Teach them that speaking out leads to consequences. Teach them that they should unquestioningly accept a government which spies on their phone conversations, email, and text messages, and you'll have a populace too intimidated to stand up for themselves. Teach them that under the Patriot Act, any deviation from the plans your corporate masters have for you can be defined as "terrorism," and you can be locked up indefinitely without knowing if or when you'll be charged or tried.

Pass laws that make it easy to outsource their jobs to other countries should they demand decent benefits and living wages and safe work environments. Keep that threat hanging over their heads and they'll remain compliant.

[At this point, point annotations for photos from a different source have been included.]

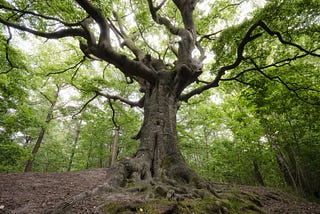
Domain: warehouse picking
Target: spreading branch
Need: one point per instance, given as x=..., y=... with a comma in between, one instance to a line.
x=247, y=39
x=72, y=32
x=85, y=105
x=113, y=115
x=280, y=80
x=126, y=101
x=77, y=65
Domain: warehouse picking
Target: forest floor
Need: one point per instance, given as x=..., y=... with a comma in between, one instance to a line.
x=36, y=192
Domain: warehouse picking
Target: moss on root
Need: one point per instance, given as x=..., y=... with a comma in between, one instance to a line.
x=233, y=204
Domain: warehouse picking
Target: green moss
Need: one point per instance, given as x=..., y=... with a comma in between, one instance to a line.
x=234, y=203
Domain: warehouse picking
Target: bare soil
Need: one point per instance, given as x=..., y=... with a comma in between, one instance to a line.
x=37, y=192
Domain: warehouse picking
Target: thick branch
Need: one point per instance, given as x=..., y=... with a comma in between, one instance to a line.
x=126, y=101
x=276, y=64
x=248, y=38
x=49, y=35
x=161, y=20
x=280, y=80
x=127, y=40
x=97, y=15
x=40, y=16
x=215, y=83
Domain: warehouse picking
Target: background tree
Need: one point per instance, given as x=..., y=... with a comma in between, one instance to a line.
x=172, y=70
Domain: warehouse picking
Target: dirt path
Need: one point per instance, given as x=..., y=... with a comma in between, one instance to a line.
x=35, y=192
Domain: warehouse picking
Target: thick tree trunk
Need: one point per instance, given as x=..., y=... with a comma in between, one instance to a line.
x=158, y=157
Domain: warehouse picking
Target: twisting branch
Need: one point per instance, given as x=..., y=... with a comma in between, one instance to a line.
x=72, y=32
x=276, y=64
x=127, y=40
x=70, y=68
x=7, y=53
x=161, y=20
x=278, y=34
x=215, y=83
x=248, y=38
x=280, y=80
x=40, y=16
x=126, y=101
x=85, y=105
x=113, y=115
x=96, y=14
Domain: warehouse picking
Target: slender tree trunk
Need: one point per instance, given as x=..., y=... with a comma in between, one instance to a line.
x=257, y=173
x=284, y=168
x=36, y=147
x=73, y=151
x=114, y=152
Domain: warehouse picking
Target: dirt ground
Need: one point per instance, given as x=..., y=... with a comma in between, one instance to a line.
x=36, y=192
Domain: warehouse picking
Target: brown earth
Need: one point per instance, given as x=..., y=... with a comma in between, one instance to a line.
x=36, y=192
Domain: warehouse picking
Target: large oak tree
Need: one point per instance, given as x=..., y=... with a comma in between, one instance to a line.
x=162, y=45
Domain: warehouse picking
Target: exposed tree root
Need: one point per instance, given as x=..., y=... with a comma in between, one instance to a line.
x=133, y=177
x=130, y=188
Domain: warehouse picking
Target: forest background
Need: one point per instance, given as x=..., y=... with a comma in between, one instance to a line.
x=265, y=132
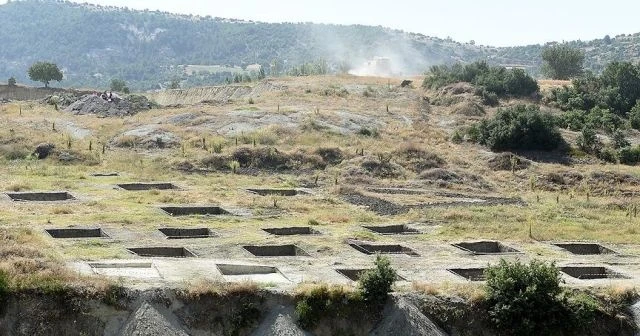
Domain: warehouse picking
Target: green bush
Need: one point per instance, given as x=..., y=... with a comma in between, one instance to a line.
x=634, y=116
x=518, y=128
x=492, y=81
x=619, y=139
x=588, y=141
x=617, y=89
x=573, y=120
x=324, y=301
x=375, y=284
x=629, y=155
x=608, y=155
x=523, y=299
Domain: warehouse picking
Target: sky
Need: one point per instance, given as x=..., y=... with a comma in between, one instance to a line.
x=487, y=22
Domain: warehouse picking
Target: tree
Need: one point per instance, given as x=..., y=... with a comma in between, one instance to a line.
x=175, y=84
x=118, y=85
x=523, y=299
x=375, y=284
x=518, y=127
x=45, y=72
x=562, y=62
x=588, y=141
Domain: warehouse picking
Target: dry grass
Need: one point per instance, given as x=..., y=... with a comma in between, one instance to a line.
x=203, y=287
x=473, y=293
x=603, y=217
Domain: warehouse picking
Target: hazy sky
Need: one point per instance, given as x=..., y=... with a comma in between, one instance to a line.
x=492, y=22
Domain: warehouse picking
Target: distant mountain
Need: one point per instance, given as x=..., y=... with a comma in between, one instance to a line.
x=150, y=49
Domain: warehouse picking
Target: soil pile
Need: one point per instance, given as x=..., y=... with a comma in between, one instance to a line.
x=280, y=322
x=404, y=319
x=114, y=107
x=148, y=321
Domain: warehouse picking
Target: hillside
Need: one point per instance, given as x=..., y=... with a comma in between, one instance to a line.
x=216, y=212
x=149, y=49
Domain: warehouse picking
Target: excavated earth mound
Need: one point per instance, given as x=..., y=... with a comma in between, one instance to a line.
x=148, y=321
x=280, y=322
x=93, y=104
x=402, y=318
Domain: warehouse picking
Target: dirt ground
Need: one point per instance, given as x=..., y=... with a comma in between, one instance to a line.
x=460, y=197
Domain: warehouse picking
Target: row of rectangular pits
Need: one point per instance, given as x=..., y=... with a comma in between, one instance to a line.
x=478, y=248
x=577, y=272
x=271, y=274
x=230, y=272
x=172, y=233
x=51, y=196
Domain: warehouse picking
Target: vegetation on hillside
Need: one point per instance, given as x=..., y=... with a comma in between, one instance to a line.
x=562, y=62
x=149, y=49
x=527, y=299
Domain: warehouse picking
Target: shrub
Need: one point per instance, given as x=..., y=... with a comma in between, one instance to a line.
x=369, y=132
x=331, y=155
x=490, y=80
x=322, y=301
x=523, y=299
x=573, y=120
x=619, y=140
x=381, y=167
x=417, y=159
x=629, y=155
x=608, y=155
x=634, y=116
x=376, y=283
x=520, y=127
x=488, y=98
x=14, y=152
x=588, y=141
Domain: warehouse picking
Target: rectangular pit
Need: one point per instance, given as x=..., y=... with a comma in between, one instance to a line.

Teach the workforce that they should accept a corporate culture that is not only concerned with your productivity in the workplace, but which also makes it the business of the company what you choose to do in your off time. Teach them that they should accept the invasion of their privacy and the confiscation of the very fluids of their bodies as some kind of chemical loyalty oath, and that if they choose to indulge in substances that don't bear the seal of corporate approval and corporate profits, they can lose their livelihood.

This is what happens when the market drives the economy. Things will be different come the Revolution.

I'm a 47-year-old writer, editor, ex-musician, dreamer, reality catcher, ex-con, and father. I have three kids, five tattoos, a criminal record, a terminal disease, and an attitude. I was born in Alabama and spent the first 38 years of my life there and in Mississippi. In the 1970s and 1980s, I was a drummer in various hard rock bar bands in Alabama and Mississippi. Since 1985, I've worked for newspapers, ad agencies and magazines. I've also taken inventory, indulged in independent entrepreneurship, run a newspaper route and served time. I've been on the West Coast, L.A. or Seattle, since 1999.